L'Algérie a raté plusieurs virages politiques et commis des erreurs de stratégie économique, dans l'industrie, les finances et l'agriculture. C'est un fait aujourd'hui avéré. Mais, quand le passé rattrape le présent, il ne faut plus s'en inquiéter, mais faire son autocritique. Lundi à Alger, le représentant de l'une des cinq puissances industrielles mondiales, en particulier dans les TIC et les technologies innovantes, a en quelque sorte «tiré les oreilles» aux responsables algériens en rappelant qu'en 2006 l'Algérie «était le seul pays d'Afrique avec lequel la République de Corée avait signé un accord de partenariat stratégique». Un rappel, au vu du contexte économique actuel inquiétant pour les trois prochaines années avec une érosion accélérée des réserves de change, un prix du baril à oublier et un pays incapable de produire ce qu'il consomme, qui fait mal à entendre.

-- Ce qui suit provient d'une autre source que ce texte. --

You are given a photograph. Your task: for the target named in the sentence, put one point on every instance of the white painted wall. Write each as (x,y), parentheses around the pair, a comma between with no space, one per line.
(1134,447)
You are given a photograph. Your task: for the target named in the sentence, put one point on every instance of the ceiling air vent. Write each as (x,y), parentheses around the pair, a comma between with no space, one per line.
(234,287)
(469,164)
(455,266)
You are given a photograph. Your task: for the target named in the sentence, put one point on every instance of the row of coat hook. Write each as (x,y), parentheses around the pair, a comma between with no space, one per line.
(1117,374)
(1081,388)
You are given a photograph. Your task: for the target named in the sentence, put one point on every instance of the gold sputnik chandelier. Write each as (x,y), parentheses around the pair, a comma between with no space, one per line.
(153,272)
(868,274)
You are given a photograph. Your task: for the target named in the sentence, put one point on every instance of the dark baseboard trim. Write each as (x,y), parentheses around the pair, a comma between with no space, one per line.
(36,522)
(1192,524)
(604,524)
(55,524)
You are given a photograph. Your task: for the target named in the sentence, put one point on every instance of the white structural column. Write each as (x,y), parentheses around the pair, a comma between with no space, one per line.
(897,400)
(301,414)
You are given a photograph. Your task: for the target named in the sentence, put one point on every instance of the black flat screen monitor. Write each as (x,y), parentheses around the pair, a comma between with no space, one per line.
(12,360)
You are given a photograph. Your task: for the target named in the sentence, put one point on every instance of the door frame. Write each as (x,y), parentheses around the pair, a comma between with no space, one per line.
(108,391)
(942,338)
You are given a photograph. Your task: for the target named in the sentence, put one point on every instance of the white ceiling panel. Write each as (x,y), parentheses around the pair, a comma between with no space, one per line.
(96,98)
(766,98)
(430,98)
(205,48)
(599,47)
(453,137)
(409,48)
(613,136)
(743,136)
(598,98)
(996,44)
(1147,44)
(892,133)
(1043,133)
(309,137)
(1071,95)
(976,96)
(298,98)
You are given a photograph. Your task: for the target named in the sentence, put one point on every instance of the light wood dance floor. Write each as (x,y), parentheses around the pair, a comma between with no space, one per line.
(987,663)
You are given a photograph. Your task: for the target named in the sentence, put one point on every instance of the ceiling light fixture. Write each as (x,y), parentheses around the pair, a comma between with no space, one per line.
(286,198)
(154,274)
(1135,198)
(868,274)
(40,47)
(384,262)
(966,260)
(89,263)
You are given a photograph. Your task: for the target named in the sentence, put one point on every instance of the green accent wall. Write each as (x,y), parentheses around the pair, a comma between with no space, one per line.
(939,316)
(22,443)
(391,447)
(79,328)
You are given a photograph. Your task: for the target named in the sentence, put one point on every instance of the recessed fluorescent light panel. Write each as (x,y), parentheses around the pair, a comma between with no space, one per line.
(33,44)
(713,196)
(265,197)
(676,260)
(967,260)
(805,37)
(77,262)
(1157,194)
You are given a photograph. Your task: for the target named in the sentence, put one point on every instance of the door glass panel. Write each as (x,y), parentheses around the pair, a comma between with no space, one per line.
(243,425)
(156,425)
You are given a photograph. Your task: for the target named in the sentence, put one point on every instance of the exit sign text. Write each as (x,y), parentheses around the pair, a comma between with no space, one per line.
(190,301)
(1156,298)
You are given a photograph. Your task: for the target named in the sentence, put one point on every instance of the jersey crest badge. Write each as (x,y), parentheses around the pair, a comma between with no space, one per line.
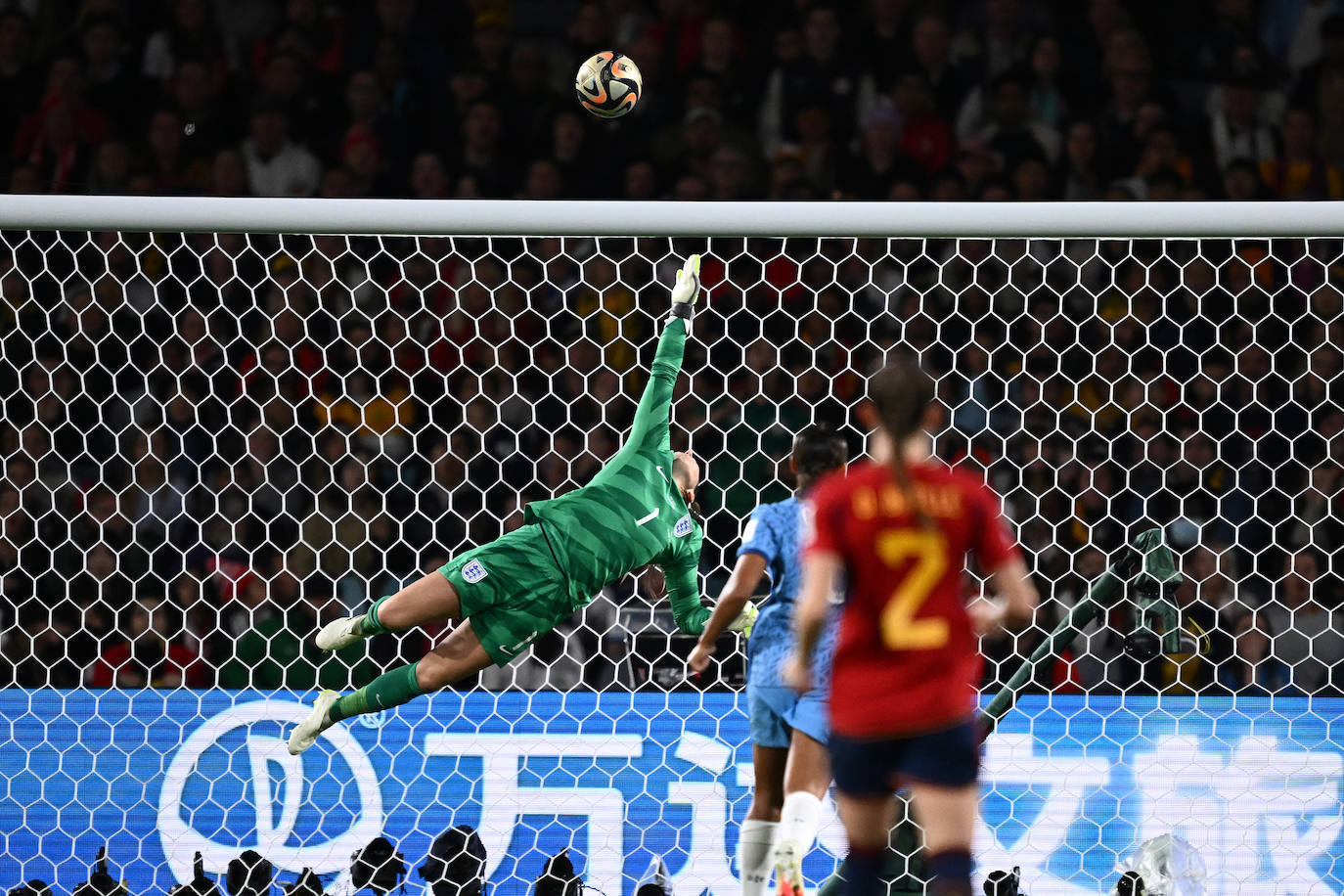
(473,571)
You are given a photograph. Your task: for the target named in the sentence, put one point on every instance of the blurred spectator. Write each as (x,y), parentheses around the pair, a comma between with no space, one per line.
(1305,640)
(150,655)
(823,76)
(1300,171)
(191,34)
(276,166)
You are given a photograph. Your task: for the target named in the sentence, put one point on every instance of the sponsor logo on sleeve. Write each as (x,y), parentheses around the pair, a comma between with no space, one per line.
(473,572)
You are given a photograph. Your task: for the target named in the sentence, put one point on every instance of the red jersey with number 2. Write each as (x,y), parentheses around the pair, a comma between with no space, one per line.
(908,659)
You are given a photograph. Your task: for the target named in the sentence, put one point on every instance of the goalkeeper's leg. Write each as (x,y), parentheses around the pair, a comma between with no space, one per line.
(459,655)
(428,600)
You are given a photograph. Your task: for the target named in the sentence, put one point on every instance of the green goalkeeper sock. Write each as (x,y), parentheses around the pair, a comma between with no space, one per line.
(370,625)
(386,691)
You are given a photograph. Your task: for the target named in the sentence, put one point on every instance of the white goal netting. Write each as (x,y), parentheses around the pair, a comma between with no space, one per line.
(212,441)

Les regrets sont forts et rappellent les erreurs qui font mal. Car le Premier ministre sud-coréen a mis le doigt là où cela fait mal : «les deux pays n'ont pas échangé suffisamment pour être à la hauteur de leur partenariat stratégique». Et, surtout, ce que les deux pays auraient pu réaliser depuis 2006. Or, cette phrase lancée avec malice et beaucoup de reproches par le Premier ministre sud-coréen à son homologue algérien Ahmed Ouyahia renferme la conviction qu'il y a eu tant d'occasions ratées pour aider l'Algérie à se développer, réellement, sur le plan industriel et au premier plan les TIC. Et il ne manquera pas de lancer une autre invitation aux responsables algériens pour rattraper le temps perdu, les occasions ratées, en exposant toutes les opportunités de coopération et de partenariat qui s'offrent aux deux pays dans des domaines industriels de pointe, mais surtout dans l'industrie manufacturière. Et il s'en vante, car il rappellera à ses interlocuteurs algériens que la Corée du Sud est sortie du sous-développement et est devenue un géant industriel grâce à la petite industrie manufacturière, les entreprises familiales, de petites unités de production qui, rassemblées, constituent un important tissu industriel qui fait vivre des centaines de milliers de familles, qui produit ce que le pays consomme et exporte le surplus.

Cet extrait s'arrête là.